Une information judiciaire avait été ouverte à l'encontre de M. X suivie d’une mise en examen des chefs précités. A l’issue des investigations, un non-lieu avait été prononcé pour les faits de tentative de chantage et de violation de correspondances et le prévenu avait été renvoyé pour vol devant le tribunal correctionnel.

Celui-ci l’avait  déclaré coupable des faits qui lui étaient reprochés et avait reçu la constitution de partie civile de Mme Y. M. X et le ministère public avait interjeté appel de ce jugement.

La Cour de Cassation relève que M. X avait, par le biais du système informatique du cabinet, eu accès aux fichiers collectifs à partir du serveur, sans avoir à entrer un quelconque code d'accès propre à Mme Y, qu'il avait pu librement télécharger des documents, que si la SCP avait détenu de ce fait des doubles de courriers rédigés par Mme Y, cette dernière avait seule, en tant que propriétaire, le pouvoir d'en disposer, à raison du caractère personnel des documents ; que M. X... avait effectué et récupéré des photographies de courriers de la Mutuelle de sa consœur et édité secrètement des doubles de courriers rédigés par elle contenus dans ses fichiers informatiques consultés officieusement, ce, à l'insu et contre le gré de celle-ci, et à des fins étrangères au fonctionnement de la SCP. Le prévenu s'était dès lors approprié ces documents frauduleusement, Mme Y n'ayant pas entendu donner à M. X la disposition des documents personnels dont elle était propriétaire.

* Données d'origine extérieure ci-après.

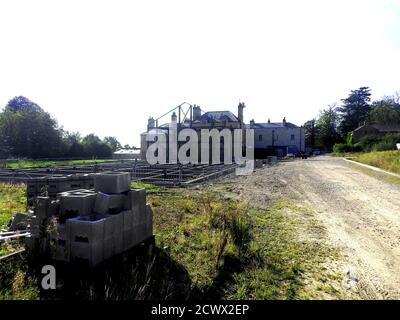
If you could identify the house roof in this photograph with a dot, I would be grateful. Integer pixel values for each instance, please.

Ainsi, la Cour de cassation conclut que le libre accès à des informations personnelles sur un réseau informatique d'une entreprise n'est pas exclusif de leur appropriation frauduleuse par tout moyen de reproduction.

Source : Cass. crim., 28 juin 2017, n° 16-81.113 P+B : JurisData n° 2017-012975

Commissaires aux comptes

La Compagnie régionale des commissaires aux comptes de Paris publie son rapport moral et financier

A l'occasion de l'assemblée générale du 6 septembre 2017, la Compagnie régionale des commissaires aux comptes (CRCC) de Paris présente son rapport moral et financier et revient sur les principaux événements de l’année 2016.

Le document est consultable à l’adresse suivante : http://www.crcc-paris.fr/actualites-evenements/actualites/ rapport-moral-et-financier-2016.html

Source : CRCC Paris, actualités, 5 sept. 2017

Professions paramÉdicales

Le Haut Conseil des professions paramédicales vient d’être renouvelé

Le Haut Conseil des professions paramédicales est une instance chargée de promouvoir une réflexion interprofessionnelle sur la formation, les diplômes et l'exercice des professions paramédicales. Il est également obligatoirement consulté sur les textes réglementaires portant sur ces sujets et peut faire des propositions au Ministre chargé de la santé sur ces questions.

Il vient d’être renouvelé pour 5 ans.